These Thanksgiving recipes are updates of classic dishes and twists on traditional fare, made healthy by using high-impact flavors like fresh herbs, spices and seasonal fruits and vegetables to minimize the need for gobs of butter, cream and salt. Enjoy!
Apple-Shallot Roasted Turkey
From EatingWell: November/December 2007
Roasting the herb-rubbed turkey with apples and shallots is the secret to flavorful meat. Extra shallots in the roasting pan give the gravy a rich, caramelized shallot flavor.
Ingredients
- 1 10- to 12-pound turkey
- 2 tablespoons canola oil
- 2 tablespoons chopped fresh parsley, plus 3 sprigs
- 1 tablespoon chopped fresh sage, plus 3 sprigs
- 1 tablespoon chopped fresh thyme, plus 3 sprigs
- 1 teaspoon kosher salt
- 1 teaspoon freshly ground pepper
- 1 1/2 pounds shallots, peeled and halved lengthwise, divided
- 1 tart green apple, quartered
- 3 cups water, plus more as needed
Preparation
- Position rack in lower third of oven; preheat to 475°F.

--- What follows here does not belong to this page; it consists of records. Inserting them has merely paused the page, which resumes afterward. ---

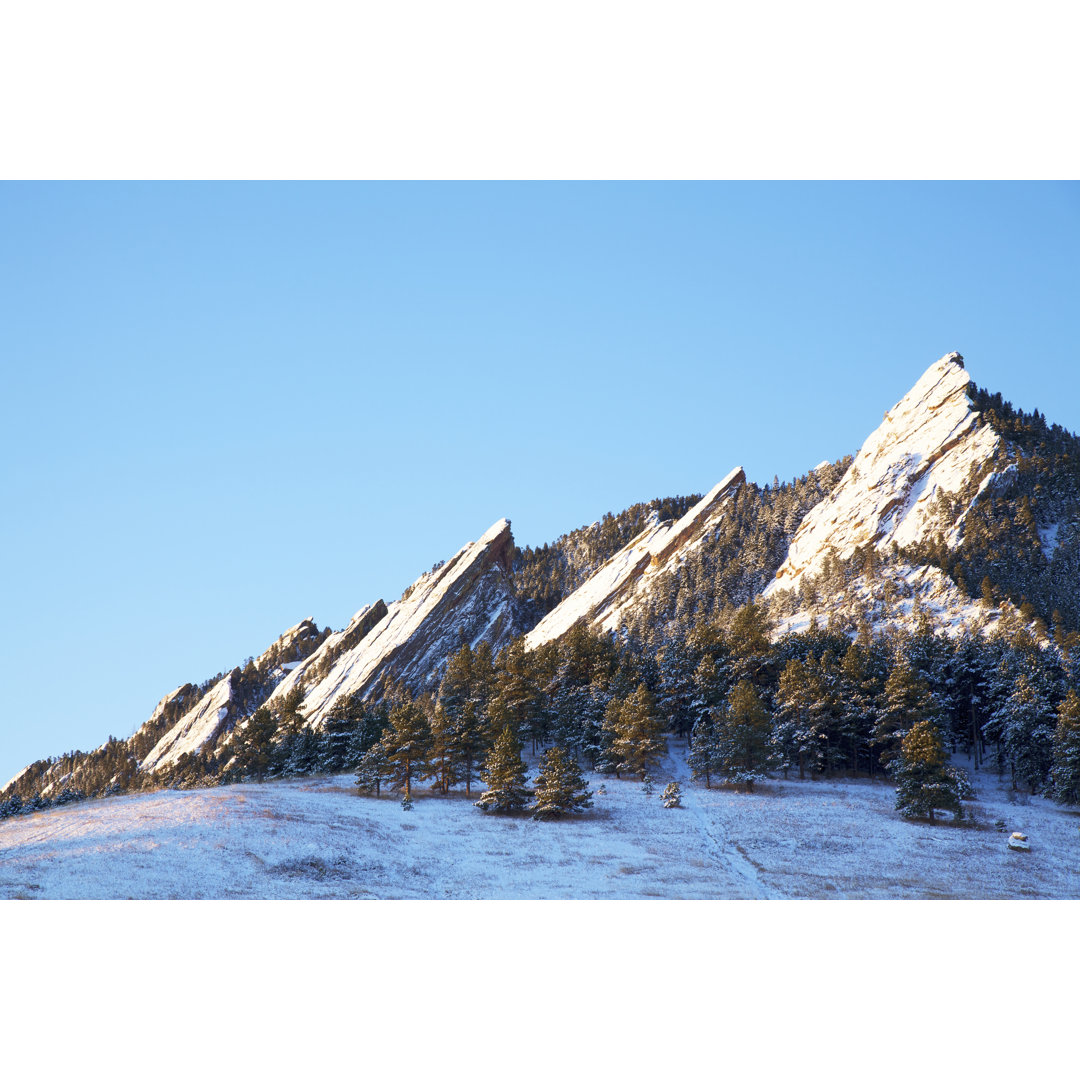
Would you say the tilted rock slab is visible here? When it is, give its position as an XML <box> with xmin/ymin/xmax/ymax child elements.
<box><xmin>765</xmin><ymin>352</ymin><xmax>1001</xmax><ymax>596</ymax></box>
<box><xmin>525</xmin><ymin>468</ymin><xmax>746</xmax><ymax>649</ymax></box>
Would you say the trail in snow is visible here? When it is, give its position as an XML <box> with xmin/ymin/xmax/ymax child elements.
<box><xmin>667</xmin><ymin>739</ymin><xmax>780</xmax><ymax>900</ymax></box>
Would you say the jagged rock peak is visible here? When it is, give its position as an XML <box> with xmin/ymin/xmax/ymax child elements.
<box><xmin>271</xmin><ymin>517</ymin><xmax>524</xmax><ymax>727</ymax></box>
<box><xmin>525</xmin><ymin>468</ymin><xmax>746</xmax><ymax>649</ymax></box>
<box><xmin>766</xmin><ymin>352</ymin><xmax>1000</xmax><ymax>595</ymax></box>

- Remove giblets and neck from turkey cavities and reserve for making Turkey Giblet Stock. Place the turkey, breast-side up, on a rack in a large roasting pan; pat dry with paper towels.
- Combine oil, chopped parsley, sage, thyme, salt and pepper in a small bowl. Rub the herb mixture all over the turkey, under the skin and onto the breast meat. Place herb sprigs, 6 shallot halves and apple in the cavity. Tuck the wing tips under the turkey. Tie the legs together with kitchen string. Add 3 cups water to the pan.
- Roast the turkey until the skin is golden brown, 45 minutes. Remove the turkey from the oven. If using a remote digital thermometer, insert it into the deepest part of the thigh, close to the joint. Cover just the breast with a double layer of foil, cutting as necessary to fit. Scatter the remaining shallots in the pan around the turkey. Reduce oven temperature to 350° and continue roasting until the thermometer (or an instant-read thermometer inserted into the thickest part of the thigh without touching bone) registers 165°F, 1 to 1 3/4 hours more. If the pan dries out, tilt the turkey to let juices run out of the cavity into the pan and add 1 cup water.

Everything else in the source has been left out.